Must be really good pizza

Great post!

A very well thought out article. I failed twice to try to contact Instagram about someone using my images without permission. They really don't care.

I reported few times and photos were deleted, but it takes quite a lot time, you must do it by mobile phone (hard to copy paste links). And just you can report, if my friend see it is used, he just can show me. And after photo was reported, it was deleted, its obviuous other photo isnt their too, but nothing happend. But when you post photo with nipple, your whole acc is blocked.
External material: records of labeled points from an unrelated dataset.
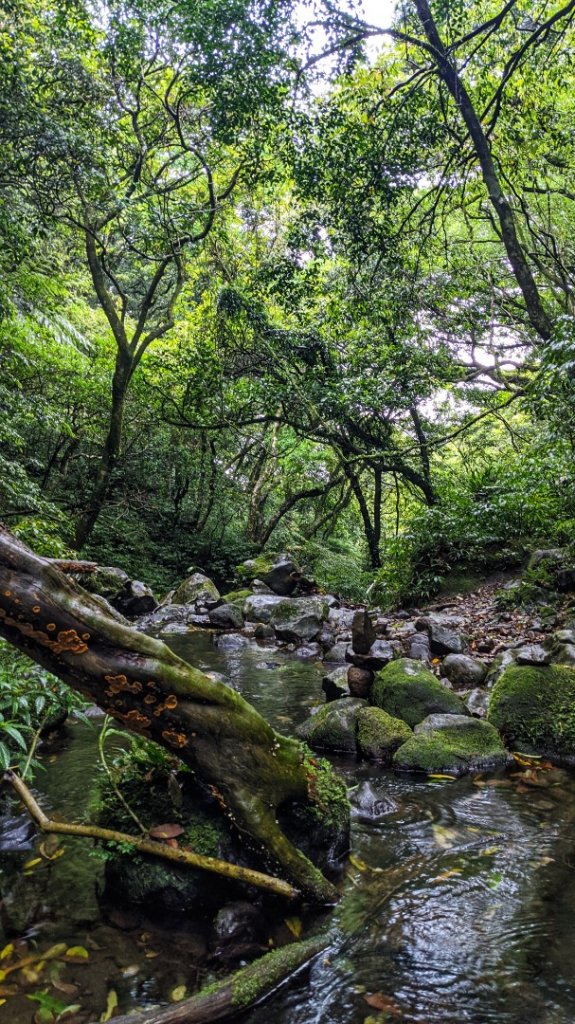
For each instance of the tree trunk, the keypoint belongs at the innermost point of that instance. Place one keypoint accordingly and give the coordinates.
(122, 375)
(145, 686)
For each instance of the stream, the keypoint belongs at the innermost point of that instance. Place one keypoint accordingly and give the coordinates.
(458, 905)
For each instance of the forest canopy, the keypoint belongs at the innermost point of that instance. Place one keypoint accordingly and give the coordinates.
(272, 276)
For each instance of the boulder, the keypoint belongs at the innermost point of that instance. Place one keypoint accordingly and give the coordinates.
(135, 599)
(226, 616)
(299, 619)
(359, 681)
(463, 671)
(335, 685)
(407, 690)
(379, 734)
(451, 743)
(444, 640)
(362, 632)
(168, 614)
(334, 726)
(258, 607)
(380, 653)
(533, 708)
(197, 589)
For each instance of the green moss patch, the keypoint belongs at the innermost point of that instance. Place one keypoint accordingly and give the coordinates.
(451, 743)
(379, 735)
(534, 710)
(407, 690)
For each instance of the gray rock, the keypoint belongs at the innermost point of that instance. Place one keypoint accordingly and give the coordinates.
(359, 681)
(259, 607)
(197, 589)
(231, 641)
(335, 685)
(444, 641)
(337, 653)
(477, 702)
(533, 654)
(226, 616)
(381, 653)
(299, 619)
(362, 632)
(463, 671)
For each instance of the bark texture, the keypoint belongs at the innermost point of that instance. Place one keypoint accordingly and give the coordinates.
(145, 686)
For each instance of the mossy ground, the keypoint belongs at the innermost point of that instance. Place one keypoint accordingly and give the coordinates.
(452, 750)
(379, 734)
(534, 709)
(407, 690)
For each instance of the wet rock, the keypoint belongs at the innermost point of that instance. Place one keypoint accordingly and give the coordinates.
(181, 614)
(308, 650)
(335, 685)
(362, 632)
(299, 619)
(16, 834)
(463, 671)
(407, 690)
(371, 804)
(333, 727)
(477, 702)
(380, 653)
(238, 922)
(231, 641)
(451, 743)
(197, 589)
(443, 640)
(359, 681)
(226, 616)
(337, 653)
(565, 654)
(419, 647)
(379, 734)
(532, 654)
(264, 632)
(135, 599)
(258, 607)
(532, 707)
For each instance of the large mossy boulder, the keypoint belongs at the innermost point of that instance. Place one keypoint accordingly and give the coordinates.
(197, 589)
(409, 691)
(299, 617)
(451, 743)
(334, 727)
(379, 735)
(534, 710)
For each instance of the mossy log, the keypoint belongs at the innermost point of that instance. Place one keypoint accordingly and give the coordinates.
(145, 686)
(237, 992)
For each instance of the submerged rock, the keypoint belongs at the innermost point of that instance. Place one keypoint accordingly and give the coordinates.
(533, 708)
(451, 743)
(334, 726)
(379, 734)
(463, 671)
(409, 691)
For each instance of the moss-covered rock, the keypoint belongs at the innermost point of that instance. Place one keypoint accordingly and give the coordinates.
(379, 735)
(334, 726)
(451, 743)
(534, 710)
(407, 690)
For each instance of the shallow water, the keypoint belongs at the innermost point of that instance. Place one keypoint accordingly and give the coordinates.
(458, 906)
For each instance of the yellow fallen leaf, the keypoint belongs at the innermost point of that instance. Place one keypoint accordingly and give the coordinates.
(77, 952)
(111, 1006)
(295, 926)
(178, 993)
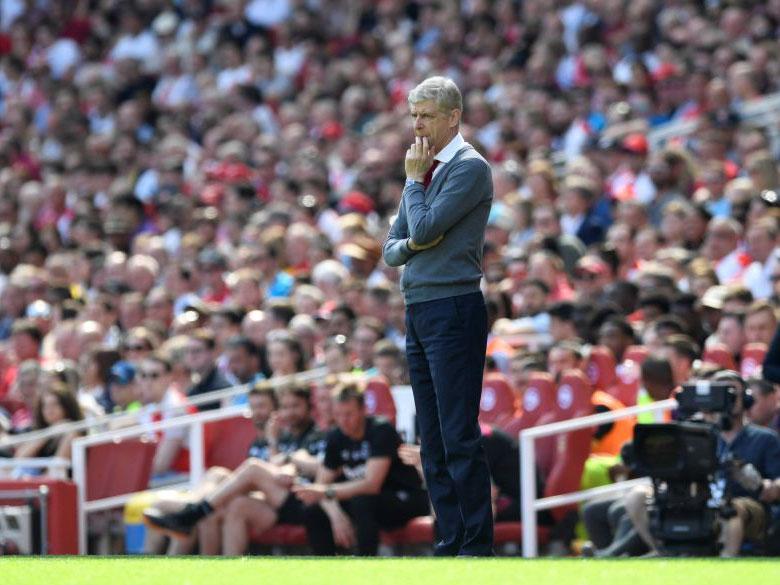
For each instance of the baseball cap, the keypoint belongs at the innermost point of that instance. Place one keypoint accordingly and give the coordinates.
(635, 143)
(38, 309)
(122, 372)
(714, 297)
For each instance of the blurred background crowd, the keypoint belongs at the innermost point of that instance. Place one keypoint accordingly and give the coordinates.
(194, 193)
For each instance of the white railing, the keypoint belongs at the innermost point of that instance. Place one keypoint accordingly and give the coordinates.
(405, 422)
(57, 467)
(195, 424)
(530, 504)
(124, 419)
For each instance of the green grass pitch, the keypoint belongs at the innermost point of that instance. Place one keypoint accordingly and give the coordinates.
(346, 571)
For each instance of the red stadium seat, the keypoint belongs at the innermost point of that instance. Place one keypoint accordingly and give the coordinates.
(601, 368)
(498, 404)
(752, 358)
(227, 441)
(573, 396)
(627, 382)
(636, 353)
(572, 450)
(538, 400)
(417, 531)
(719, 355)
(114, 469)
(379, 399)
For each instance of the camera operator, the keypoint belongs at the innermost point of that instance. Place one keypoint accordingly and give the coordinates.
(749, 444)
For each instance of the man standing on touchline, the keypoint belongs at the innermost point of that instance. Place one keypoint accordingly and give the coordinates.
(438, 235)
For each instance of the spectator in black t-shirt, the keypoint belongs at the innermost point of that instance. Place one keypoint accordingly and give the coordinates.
(201, 361)
(257, 494)
(503, 455)
(263, 403)
(363, 485)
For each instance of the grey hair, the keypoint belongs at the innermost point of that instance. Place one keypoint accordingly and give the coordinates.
(442, 90)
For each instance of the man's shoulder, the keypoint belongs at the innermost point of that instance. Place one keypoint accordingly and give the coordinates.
(759, 433)
(469, 155)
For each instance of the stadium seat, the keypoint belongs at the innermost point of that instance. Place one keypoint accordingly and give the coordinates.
(114, 469)
(573, 397)
(719, 355)
(417, 531)
(379, 399)
(227, 441)
(601, 367)
(573, 400)
(572, 450)
(752, 357)
(627, 382)
(636, 353)
(538, 400)
(498, 404)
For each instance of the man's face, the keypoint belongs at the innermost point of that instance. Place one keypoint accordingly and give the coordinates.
(430, 122)
(545, 222)
(611, 336)
(261, 408)
(561, 359)
(765, 407)
(534, 300)
(349, 417)
(720, 242)
(759, 243)
(241, 364)
(760, 327)
(197, 357)
(295, 411)
(152, 381)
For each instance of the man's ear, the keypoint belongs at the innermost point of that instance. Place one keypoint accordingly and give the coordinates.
(455, 116)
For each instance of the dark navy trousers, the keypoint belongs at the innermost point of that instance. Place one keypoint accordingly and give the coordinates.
(446, 341)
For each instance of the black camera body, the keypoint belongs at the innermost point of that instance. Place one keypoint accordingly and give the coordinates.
(681, 459)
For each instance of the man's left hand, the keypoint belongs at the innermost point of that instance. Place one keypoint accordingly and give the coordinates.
(309, 494)
(419, 159)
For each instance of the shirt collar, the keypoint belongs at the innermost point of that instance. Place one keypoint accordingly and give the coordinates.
(446, 154)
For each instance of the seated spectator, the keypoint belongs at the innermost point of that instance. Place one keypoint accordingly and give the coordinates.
(617, 335)
(657, 383)
(23, 397)
(765, 411)
(56, 405)
(566, 355)
(377, 490)
(682, 352)
(562, 324)
(760, 323)
(257, 494)
(122, 387)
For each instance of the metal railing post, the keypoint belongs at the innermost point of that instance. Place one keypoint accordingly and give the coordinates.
(528, 494)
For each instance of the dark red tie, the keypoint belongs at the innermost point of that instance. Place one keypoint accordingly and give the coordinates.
(429, 175)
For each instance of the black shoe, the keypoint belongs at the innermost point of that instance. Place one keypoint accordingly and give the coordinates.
(177, 524)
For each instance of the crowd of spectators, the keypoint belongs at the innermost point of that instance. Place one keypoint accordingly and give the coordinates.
(193, 193)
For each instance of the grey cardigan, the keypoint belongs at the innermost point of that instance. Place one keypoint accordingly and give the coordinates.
(456, 204)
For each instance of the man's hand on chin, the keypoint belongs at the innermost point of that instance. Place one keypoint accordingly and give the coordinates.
(419, 247)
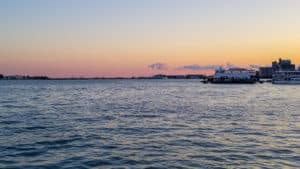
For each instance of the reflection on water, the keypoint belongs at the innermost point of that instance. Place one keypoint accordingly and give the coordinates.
(148, 123)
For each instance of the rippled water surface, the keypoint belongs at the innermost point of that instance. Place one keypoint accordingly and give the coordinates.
(148, 124)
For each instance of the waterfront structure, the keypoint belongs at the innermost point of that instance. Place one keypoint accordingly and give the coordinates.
(265, 72)
(234, 75)
(280, 65)
(286, 77)
(283, 65)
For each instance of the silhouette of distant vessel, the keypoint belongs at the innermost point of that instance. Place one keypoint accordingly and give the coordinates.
(286, 77)
(234, 75)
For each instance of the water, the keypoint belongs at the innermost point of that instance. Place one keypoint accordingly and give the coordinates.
(148, 124)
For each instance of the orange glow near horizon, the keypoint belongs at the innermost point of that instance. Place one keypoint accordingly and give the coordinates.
(124, 39)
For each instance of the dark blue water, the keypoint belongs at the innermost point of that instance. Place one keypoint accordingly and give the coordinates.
(148, 124)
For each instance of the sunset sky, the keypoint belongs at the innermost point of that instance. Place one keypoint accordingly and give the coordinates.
(112, 38)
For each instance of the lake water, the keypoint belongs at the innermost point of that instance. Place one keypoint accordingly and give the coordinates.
(148, 124)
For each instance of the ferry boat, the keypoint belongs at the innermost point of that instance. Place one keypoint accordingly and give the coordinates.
(235, 75)
(286, 77)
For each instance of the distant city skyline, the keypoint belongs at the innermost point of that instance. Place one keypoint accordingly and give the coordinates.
(123, 38)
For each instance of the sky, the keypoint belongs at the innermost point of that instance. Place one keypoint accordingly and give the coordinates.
(101, 38)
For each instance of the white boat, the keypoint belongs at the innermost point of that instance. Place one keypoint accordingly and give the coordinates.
(286, 77)
(234, 75)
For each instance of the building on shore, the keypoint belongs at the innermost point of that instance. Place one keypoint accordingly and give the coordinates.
(280, 65)
(283, 65)
(265, 72)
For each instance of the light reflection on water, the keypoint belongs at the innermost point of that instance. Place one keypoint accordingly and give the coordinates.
(148, 123)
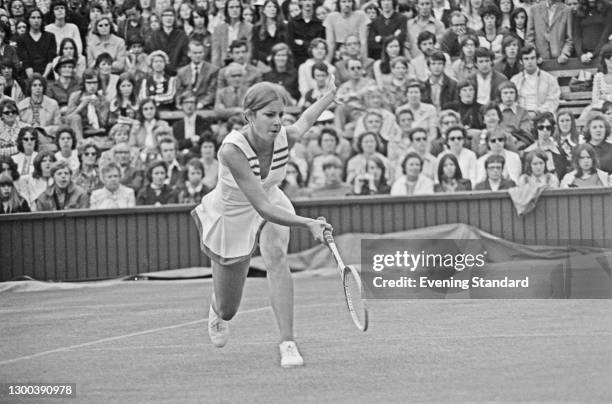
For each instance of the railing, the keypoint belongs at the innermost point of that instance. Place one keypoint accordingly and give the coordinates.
(98, 244)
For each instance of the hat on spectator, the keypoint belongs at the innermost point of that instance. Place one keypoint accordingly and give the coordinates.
(327, 115)
(64, 60)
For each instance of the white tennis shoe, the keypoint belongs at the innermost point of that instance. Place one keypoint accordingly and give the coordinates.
(290, 356)
(218, 329)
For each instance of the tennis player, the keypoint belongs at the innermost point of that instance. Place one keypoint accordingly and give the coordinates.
(247, 207)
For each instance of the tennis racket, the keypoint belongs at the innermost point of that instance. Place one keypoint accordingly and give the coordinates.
(351, 283)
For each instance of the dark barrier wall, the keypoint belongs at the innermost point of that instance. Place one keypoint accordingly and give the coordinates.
(97, 244)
Or when your getting a steady influx of likes and comments and they just stop.. Its like your post hit a brick wall.. Or someone (IG) just turned off a light switch.. This started around March-May and has progressively gotten worse.. Its so ridiculously obvious its almost comical.. Def not worth the time/effort anymore

I've got one to add to the list: I recently found our first-hand that boosted posts are temporary, meaning any likes received don't count in the long run and vanish in an instant once the promotion is over. Now, I'm not 100% sure if this is the same case with promotions executed through IG - this happened to me when I promoted a post through FB, to be shown on FB and Instagram. However, I've read that IG does this for posts boosted on both platforms.

So in reality, unless you're gaining followers or web site clicks from promotions, all of those likes from promos are useless.

Left in early December for all these reasons, plus all the follow to get you to follow back, then they unfollow. I haven't looked back.

You missed THE most annoying thing. You came close with Instagrammers... but you missed out Influencers. People who misuse cookie cutter photography simply as a means of faking a wonderful instalife, in order to get free sports bras, juicers and other stuff from advertisers.